A Framework for the Study of Implicit Religion
The Psychological Theory of Implicit Religiosity
Keywords:implicit religion, myth, ritual, transcendent experience
AbstractA basic, inter-disciplinarily developed theory of implicit religiosity is introduced. Three structures common to all explicit religions are identified: they are myth, ritual, and experience of transcendence. Independent of a content, they can be viewed as patterns of thinking (myth), acting (rituals) and feeling (experiences of transcendence) underlying all kinds of—implicitly or explicitly—religious conduct. Only when associated with personally meaningful contents, do these structures become representatives of implicit religiosity: they turn into ‘personal myth’, ‘personal rituals’ and subjectively accessible transcendent experiences.

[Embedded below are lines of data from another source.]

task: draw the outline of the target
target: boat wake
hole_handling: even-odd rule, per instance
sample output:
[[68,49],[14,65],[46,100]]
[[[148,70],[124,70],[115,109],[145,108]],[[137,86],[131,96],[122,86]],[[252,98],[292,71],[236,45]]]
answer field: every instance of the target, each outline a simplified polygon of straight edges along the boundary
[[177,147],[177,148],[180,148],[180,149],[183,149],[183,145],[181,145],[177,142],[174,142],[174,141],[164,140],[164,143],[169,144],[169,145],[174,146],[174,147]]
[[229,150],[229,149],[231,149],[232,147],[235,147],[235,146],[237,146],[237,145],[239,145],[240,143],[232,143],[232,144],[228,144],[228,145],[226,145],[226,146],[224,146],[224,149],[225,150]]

A qualitative empirical study of contents of implicit religiosity and related ultimate meanings is described. Results are displayed to demonstrate the functional equivalence of implicit and explicit religiosity. An inventory of ultimate meanings as well as a list of contents frequently associated with implicit religion are documented. Finally, the theory of implicit religiosity is used as a framework for the comparison of applications of implicit religion. A synopsis of applications, subdivided into myth, ritual, and transcendent experience, helps to integrate existing research in the field, to determine the scope of the applications, and to display the religious state of contemporary societies.